Alaska
How Bloor v. Falstaff Brewing Corp. applies in Alaska: state-specific rules, key cases, and bar exam notes for Other.
Alaska courts generally follow similar principles regarding breach of contract and exclusive dealing as articulated in Bloor v. Falstaff Brewing Corp. They emphasize fair dealing and the need for good faith in executing contractual obligations under the UCC and common law precedents.
In Alaska, the rule derived from Bloor incorporates the duty of good faith in contractual relationships, particularly in exclusive distributorship and franchise agreements, ensuring the defending party upholds its obligations to not deprive the other party of its benefits.
The court emphasized the importance of good faith in contractual relationships, finding that one party’s failure to act in good faith constituted a breach.

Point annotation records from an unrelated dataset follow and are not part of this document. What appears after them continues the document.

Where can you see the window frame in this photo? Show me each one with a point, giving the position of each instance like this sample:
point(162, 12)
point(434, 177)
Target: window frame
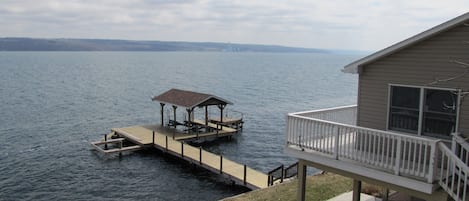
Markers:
point(421, 109)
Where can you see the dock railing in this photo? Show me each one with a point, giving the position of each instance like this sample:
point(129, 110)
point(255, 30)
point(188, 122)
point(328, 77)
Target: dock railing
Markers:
point(332, 133)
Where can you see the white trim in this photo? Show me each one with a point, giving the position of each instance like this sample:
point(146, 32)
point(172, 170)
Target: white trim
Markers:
point(389, 107)
point(421, 104)
point(456, 129)
point(356, 65)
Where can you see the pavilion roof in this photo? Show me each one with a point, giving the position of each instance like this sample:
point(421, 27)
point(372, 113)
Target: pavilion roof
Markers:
point(189, 99)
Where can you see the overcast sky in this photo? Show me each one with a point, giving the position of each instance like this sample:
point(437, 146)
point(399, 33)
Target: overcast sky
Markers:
point(332, 24)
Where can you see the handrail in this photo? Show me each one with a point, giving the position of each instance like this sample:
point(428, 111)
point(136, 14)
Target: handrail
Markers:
point(364, 128)
point(401, 154)
point(453, 177)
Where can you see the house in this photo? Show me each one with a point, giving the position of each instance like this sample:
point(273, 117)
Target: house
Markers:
point(408, 129)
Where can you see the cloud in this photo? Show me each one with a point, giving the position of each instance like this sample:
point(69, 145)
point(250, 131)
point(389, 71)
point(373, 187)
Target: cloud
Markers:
point(339, 24)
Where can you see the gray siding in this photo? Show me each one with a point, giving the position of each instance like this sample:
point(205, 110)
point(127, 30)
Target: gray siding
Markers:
point(418, 64)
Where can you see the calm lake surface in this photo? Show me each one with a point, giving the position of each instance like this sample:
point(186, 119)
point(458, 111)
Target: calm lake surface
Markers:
point(52, 104)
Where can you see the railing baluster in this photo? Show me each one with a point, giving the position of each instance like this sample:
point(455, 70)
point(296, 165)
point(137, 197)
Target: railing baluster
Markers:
point(327, 132)
point(398, 156)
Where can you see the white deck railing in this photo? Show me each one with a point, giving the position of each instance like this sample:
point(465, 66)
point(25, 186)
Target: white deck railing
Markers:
point(330, 133)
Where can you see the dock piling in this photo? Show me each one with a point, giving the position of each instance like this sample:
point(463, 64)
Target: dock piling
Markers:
point(105, 140)
point(245, 171)
point(221, 164)
point(120, 148)
point(200, 155)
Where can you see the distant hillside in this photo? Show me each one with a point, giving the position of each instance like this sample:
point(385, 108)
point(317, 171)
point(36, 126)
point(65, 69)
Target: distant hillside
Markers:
point(33, 44)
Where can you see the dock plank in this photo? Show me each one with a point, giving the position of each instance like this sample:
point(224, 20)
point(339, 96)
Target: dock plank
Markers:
point(142, 135)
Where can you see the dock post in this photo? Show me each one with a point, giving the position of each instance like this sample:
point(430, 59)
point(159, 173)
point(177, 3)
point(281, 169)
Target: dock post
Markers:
point(105, 140)
point(200, 155)
point(120, 147)
point(245, 171)
point(221, 164)
point(283, 174)
point(182, 149)
point(166, 143)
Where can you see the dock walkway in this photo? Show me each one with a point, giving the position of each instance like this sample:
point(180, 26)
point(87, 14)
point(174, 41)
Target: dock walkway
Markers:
point(238, 173)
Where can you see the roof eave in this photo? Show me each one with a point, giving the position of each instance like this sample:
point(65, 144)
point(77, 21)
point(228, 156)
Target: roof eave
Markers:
point(354, 66)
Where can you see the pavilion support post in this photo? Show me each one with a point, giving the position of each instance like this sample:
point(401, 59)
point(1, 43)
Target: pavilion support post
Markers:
point(174, 112)
point(189, 114)
point(206, 115)
point(162, 113)
point(221, 107)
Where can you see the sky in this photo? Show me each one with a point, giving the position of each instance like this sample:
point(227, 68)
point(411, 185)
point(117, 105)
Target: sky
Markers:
point(367, 25)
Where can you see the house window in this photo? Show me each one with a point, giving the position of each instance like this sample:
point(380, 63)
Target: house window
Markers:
point(423, 111)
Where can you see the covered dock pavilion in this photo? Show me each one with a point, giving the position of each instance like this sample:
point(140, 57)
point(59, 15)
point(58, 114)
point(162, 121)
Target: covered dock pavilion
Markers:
point(190, 100)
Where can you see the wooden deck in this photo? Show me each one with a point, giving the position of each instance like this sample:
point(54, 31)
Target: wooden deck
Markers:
point(162, 139)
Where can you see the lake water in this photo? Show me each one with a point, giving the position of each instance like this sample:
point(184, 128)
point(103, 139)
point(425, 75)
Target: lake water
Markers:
point(54, 103)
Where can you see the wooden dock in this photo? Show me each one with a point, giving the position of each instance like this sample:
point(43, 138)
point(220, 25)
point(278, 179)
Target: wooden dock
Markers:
point(174, 143)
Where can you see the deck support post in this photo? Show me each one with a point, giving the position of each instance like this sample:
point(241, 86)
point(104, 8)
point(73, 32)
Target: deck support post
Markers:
point(221, 164)
point(182, 149)
point(105, 140)
point(174, 113)
point(120, 148)
point(245, 171)
point(206, 116)
point(166, 143)
point(162, 114)
point(301, 196)
point(357, 187)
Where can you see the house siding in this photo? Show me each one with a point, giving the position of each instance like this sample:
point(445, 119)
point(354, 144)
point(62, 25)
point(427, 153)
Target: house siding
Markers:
point(419, 64)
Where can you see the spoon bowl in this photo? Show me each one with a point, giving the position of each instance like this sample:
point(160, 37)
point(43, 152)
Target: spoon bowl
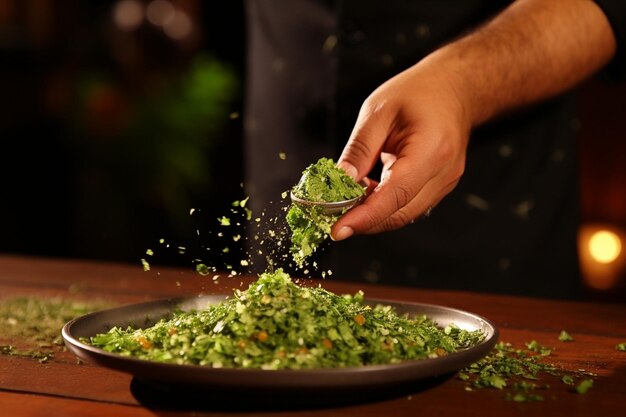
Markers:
point(328, 208)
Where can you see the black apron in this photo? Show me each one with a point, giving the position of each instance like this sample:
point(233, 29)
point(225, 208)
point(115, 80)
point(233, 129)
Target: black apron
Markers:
point(510, 225)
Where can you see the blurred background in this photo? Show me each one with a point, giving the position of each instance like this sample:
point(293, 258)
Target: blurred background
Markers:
point(118, 117)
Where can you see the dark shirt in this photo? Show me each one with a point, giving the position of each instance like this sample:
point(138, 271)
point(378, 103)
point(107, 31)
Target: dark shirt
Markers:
point(510, 225)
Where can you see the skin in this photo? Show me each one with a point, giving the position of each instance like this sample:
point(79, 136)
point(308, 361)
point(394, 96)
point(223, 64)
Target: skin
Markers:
point(422, 117)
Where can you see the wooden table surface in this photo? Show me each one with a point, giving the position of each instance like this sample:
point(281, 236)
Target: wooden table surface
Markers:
point(65, 387)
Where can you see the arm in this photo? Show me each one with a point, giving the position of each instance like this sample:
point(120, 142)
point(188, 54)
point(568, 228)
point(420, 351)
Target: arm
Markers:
point(419, 121)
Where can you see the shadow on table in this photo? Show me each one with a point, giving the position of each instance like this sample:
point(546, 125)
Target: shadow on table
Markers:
point(166, 397)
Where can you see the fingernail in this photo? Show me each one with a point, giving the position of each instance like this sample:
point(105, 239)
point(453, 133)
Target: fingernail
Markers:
point(343, 233)
point(349, 168)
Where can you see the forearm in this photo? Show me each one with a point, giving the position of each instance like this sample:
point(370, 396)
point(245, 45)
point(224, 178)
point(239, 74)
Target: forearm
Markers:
point(533, 50)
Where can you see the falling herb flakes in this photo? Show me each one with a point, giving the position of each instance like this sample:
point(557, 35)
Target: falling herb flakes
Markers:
point(518, 372)
point(31, 327)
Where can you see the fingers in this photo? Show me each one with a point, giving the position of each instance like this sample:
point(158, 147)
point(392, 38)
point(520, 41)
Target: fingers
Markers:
point(390, 205)
point(404, 194)
point(366, 141)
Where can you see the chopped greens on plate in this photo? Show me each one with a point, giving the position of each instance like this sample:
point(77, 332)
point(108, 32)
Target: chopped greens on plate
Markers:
point(278, 324)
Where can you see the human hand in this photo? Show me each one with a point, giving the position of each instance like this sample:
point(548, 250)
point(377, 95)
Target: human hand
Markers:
point(416, 123)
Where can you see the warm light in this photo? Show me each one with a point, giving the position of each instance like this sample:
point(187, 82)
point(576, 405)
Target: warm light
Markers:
point(605, 246)
point(128, 14)
point(602, 260)
point(179, 27)
point(161, 12)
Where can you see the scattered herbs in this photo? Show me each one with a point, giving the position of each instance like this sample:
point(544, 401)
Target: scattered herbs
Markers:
point(33, 325)
point(519, 372)
point(277, 324)
point(565, 337)
point(584, 386)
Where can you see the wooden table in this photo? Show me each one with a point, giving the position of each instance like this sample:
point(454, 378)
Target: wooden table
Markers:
point(64, 387)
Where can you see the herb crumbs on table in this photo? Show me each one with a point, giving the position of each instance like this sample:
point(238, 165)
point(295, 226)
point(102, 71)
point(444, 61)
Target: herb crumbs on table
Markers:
point(31, 326)
point(519, 372)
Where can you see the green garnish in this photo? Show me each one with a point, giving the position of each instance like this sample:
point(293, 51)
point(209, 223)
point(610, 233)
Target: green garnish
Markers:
point(565, 337)
point(320, 182)
point(584, 386)
point(536, 347)
point(324, 181)
point(33, 326)
point(277, 324)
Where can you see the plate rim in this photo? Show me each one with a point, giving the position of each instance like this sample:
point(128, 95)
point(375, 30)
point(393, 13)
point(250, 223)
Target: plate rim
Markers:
point(255, 378)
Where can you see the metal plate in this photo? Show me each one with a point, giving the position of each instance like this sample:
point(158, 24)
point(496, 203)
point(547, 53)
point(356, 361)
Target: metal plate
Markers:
point(228, 379)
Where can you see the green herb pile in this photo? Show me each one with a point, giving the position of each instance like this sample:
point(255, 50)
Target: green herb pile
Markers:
point(322, 181)
point(277, 324)
point(33, 325)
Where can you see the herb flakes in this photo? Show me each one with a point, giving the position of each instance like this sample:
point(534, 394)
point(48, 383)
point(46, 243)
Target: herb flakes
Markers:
point(277, 324)
point(33, 325)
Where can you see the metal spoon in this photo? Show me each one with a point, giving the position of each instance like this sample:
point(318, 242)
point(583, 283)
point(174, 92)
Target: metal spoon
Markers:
point(328, 208)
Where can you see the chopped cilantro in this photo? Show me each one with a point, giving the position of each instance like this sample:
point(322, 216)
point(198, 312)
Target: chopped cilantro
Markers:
point(322, 181)
point(277, 324)
point(584, 386)
point(565, 337)
point(33, 325)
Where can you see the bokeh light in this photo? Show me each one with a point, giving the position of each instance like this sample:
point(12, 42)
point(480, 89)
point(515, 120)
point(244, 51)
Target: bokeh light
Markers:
point(602, 260)
point(605, 246)
point(128, 14)
point(179, 27)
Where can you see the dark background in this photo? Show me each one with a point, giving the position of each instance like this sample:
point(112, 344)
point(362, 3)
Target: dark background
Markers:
point(110, 136)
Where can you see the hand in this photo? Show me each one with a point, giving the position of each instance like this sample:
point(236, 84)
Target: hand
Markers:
point(416, 124)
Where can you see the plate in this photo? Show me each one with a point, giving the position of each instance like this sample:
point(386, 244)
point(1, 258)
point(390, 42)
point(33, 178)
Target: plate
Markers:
point(225, 379)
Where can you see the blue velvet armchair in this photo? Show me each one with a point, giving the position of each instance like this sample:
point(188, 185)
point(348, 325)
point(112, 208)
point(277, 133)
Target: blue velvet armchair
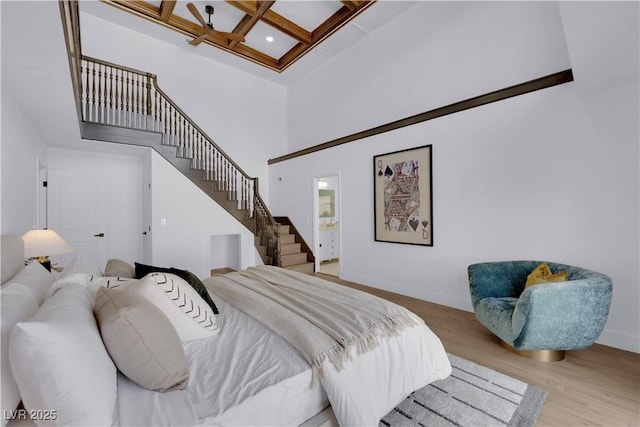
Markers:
point(558, 316)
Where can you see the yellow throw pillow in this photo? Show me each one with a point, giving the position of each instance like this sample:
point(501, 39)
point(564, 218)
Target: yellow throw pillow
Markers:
point(543, 274)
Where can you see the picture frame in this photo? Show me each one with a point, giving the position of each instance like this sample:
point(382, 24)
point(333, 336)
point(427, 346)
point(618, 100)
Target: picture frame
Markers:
point(403, 196)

The ruling acknowledged the necessity of adhering to the terms of agreements, indicating that deviation without just cause may lead to liability.
This case reinforced the principle that exclusive dealing agreements must be executed with impartiality and fairness to avoid claims of bad faith.
Alaska's approach largely mirrors the federal standard established in the Bloor case, focusing on the necessity of good faith in performance under exclusive distributor agreements. However, Alaska courts may place a greater emphasis on the particular circumstances surrounding the agreement and the expectations set forth by local business practices.
Candidates should be aware of the implications of the Bloor principles as they relate to contractual obligations and good faith, as such concepts are commonly tested on the Alaska bar exam.